Cobalt Silver Rush - Decline

Decline

World War I made labour hard to come by, and by 1917 most of the mines had closed due to a lack of men to work them. Instead, the small number of workers available were put to work using new extraction methods to work the tailings, which required far fewer people to keep in operation. At the end of the war Cobalt had a population of about 7,000. In 1918, in spite of the problems, 10,000 tons of silver were shipped.

As the best veins were mined out the cost of extracting silver from the Cobalt area made it increasingly unprofitable. By the 1922 many of the smaller mines were closed, when the Great Fire of 1922 swept through the area. Most of the veins ended less than 300 feet (91 m) below the surface, limiting the total amount of silver in the area. The stock market crash of 1929 led to a major devaluation in metal prices, rendering even the deeper mines unprofitable. The LaRose closed in 1930, and by 1932 only the Nipissing Mine and a few smaller operations were still working. All of these were closed by 1937.

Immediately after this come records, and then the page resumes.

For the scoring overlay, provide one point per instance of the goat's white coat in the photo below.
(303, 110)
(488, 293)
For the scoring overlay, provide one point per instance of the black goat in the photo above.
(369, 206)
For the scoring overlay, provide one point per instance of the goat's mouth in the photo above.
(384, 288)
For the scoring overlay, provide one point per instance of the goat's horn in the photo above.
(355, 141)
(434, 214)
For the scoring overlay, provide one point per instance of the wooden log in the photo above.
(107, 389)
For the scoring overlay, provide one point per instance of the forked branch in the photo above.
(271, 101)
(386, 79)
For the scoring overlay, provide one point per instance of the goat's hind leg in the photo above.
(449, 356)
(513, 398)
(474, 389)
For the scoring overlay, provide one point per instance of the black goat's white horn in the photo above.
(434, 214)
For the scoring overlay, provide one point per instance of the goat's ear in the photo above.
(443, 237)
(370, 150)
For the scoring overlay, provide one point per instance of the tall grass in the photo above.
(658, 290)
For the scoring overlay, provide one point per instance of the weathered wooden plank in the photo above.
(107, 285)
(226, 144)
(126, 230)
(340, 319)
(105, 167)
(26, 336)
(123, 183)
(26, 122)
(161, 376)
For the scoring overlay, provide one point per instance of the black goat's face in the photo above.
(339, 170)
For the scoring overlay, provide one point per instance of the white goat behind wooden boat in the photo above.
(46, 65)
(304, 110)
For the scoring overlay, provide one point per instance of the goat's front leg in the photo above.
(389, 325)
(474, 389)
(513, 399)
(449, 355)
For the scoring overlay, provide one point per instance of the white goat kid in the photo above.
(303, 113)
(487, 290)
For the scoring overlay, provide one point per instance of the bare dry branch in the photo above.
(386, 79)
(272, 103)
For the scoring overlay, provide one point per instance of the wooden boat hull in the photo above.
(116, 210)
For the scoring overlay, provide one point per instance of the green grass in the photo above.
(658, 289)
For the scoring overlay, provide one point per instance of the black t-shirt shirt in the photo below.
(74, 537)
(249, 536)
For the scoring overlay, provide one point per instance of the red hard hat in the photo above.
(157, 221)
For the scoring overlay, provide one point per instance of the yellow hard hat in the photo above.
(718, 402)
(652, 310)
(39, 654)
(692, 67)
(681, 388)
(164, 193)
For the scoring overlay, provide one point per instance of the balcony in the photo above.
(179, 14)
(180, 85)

In the World War II era and immediately thereafter, cobalt became a valuable mineral in its own right, and a number of operations opened to process the tailings again, this time for the cobalt. Increasing silver values and better mining processes started to make the area profitable, and the 1950s saw a brief resugence of mining. Most of these closed by the 1970s, and the few remaining ones by the early 1980s.